The aircraft was flying from Kunming in southwest China to Guangzhou near Hong Kong when it went into a nosedive at about 8,800 meters (29,000 feet). The description says it appeared to recover before then slamming into the mountain, leaving a crater about 65 feet (20 meters) wide and setting the forest on fire. The crew reported no problems before losing contact with air traffic control, and Chinese investigators previously said they found no abnormalities among the plane or crew and no outside elements such as bad weather.
The NTSB-linked account may also renew longstanding industry concern about how pilots seek help for mental health. Cox said many pilots may be reluctant to come forward because they could lose their medical certification and be grounded, and that the recertification process can take months, leaving pilots without pay. Cox also said some countries restrict pilots from taking psychiatric medicines such as antidepressants, and he said the recertification path after a mental health evaluation can be “very arduous and very lengthy.”
Guzzetti, in comments tied to the newly released data, compared the pattern of a possible deliberate action to earlier cases and noted the implications for cockpit safety. He cited earlier crash investigations, including one in 1999 involving an Egypt Air flight and a later Horizon Air incident in which, he said, an off-duty pilot took psychedelic mushrooms days beforehand and tried to cut the engines while in the cockpit. Aviation experts said those references are part of how the industry discusses the mental-health and access issues raised by aviation accidents, even as the NTSB data does not conclusively establish intent.

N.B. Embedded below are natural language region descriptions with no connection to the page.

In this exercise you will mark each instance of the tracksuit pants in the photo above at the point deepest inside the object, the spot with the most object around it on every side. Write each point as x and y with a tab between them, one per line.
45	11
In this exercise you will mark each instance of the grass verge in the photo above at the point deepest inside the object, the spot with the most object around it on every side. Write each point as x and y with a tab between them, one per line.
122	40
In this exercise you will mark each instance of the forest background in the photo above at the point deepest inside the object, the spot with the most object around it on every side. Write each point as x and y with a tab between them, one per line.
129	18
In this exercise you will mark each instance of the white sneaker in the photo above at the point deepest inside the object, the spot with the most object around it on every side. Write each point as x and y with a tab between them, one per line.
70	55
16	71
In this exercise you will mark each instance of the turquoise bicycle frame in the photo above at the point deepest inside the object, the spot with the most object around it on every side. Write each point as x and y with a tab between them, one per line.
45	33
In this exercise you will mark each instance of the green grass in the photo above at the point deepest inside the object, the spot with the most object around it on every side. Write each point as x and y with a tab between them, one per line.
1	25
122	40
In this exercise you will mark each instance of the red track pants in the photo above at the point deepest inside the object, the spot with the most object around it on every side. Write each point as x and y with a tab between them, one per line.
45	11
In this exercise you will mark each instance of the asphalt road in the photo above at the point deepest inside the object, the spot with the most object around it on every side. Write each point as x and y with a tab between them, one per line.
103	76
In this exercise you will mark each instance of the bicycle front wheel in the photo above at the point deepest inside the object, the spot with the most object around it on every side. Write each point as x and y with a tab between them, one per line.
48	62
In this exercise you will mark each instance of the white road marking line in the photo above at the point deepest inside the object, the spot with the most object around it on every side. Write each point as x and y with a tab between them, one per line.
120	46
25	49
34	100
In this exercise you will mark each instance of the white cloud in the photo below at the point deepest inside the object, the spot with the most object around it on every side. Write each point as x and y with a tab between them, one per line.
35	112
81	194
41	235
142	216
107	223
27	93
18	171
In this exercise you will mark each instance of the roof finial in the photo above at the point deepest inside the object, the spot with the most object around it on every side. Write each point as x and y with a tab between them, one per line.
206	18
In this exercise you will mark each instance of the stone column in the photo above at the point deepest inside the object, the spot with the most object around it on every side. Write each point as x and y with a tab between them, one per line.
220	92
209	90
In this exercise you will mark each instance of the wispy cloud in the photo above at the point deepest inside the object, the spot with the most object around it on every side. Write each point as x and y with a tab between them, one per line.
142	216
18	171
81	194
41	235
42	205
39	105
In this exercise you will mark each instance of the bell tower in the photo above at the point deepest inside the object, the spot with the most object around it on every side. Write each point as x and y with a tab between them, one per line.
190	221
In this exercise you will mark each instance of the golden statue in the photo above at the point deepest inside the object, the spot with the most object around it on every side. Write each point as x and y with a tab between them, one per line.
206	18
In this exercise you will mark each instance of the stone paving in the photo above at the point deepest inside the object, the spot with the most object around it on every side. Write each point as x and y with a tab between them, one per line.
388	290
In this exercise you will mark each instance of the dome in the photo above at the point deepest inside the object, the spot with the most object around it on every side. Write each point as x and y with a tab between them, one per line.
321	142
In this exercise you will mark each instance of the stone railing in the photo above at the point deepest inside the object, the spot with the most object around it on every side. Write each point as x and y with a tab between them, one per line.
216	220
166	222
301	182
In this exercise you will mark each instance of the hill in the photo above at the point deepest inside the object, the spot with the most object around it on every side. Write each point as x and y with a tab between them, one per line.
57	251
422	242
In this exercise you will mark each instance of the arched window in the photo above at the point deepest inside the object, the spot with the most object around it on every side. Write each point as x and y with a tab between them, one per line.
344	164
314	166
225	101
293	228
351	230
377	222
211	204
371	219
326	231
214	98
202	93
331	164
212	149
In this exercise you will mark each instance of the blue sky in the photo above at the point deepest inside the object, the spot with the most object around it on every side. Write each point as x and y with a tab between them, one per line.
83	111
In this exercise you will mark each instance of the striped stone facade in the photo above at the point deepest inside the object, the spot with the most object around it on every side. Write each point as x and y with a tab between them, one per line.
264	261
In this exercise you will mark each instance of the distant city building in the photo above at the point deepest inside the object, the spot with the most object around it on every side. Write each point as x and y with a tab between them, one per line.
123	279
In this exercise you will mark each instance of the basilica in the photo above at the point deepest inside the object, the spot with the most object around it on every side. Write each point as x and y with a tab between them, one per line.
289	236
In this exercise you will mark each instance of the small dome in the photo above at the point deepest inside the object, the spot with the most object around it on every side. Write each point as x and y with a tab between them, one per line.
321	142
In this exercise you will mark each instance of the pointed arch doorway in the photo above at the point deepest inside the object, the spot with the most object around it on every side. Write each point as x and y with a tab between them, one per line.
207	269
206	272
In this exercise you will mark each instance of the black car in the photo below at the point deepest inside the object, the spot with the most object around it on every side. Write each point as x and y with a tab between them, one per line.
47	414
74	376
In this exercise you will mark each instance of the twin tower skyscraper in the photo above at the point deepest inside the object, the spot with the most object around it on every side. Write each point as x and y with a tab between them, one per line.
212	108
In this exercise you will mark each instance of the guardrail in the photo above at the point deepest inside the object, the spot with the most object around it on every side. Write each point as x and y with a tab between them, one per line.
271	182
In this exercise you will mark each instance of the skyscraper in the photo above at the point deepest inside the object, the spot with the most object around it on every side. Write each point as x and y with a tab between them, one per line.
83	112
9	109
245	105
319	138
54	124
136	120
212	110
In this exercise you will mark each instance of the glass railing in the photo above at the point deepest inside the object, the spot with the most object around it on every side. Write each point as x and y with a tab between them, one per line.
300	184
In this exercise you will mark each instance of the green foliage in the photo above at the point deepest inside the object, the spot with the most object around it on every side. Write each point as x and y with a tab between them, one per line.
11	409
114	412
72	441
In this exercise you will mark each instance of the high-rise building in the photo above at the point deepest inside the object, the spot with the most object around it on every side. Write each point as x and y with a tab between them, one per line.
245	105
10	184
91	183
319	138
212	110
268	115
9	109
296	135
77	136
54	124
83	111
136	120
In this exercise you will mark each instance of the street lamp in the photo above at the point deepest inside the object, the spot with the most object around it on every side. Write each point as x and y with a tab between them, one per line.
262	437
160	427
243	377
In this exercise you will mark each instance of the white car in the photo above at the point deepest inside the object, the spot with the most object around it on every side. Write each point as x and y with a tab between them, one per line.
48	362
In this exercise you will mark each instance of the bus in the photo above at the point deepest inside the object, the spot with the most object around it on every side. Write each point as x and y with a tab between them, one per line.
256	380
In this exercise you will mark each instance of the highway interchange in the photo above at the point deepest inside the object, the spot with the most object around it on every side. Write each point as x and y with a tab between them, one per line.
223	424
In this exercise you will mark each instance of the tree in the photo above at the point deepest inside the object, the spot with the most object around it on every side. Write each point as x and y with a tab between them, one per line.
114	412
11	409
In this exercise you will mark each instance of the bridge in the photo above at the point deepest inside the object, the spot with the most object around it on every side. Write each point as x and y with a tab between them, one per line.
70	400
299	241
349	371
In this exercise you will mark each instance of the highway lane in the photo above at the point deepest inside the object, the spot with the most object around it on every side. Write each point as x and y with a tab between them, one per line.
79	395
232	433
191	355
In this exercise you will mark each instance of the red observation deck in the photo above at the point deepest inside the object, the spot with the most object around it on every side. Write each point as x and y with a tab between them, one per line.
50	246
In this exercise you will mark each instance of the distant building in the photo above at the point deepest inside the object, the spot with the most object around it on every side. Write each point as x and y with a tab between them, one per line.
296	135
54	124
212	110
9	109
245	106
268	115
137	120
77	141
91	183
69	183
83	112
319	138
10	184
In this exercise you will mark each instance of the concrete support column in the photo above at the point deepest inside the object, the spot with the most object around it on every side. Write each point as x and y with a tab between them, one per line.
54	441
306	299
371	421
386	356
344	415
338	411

China Eastern’s crash, described by investigators and safety experts as a rare failure after the airline industry dramatically improved safety following deadly crashes in the 1990s, involved one of four major state-owned airlines in the country. The new NTSB release, while not a final explanation of motive, adds detail to the sequence of mechanical and control events that happened before the aircraft impact.
Sources:
- Associated Press (Josh Funk), May 7, 2026, on NTSB data released May 1 and public records request details.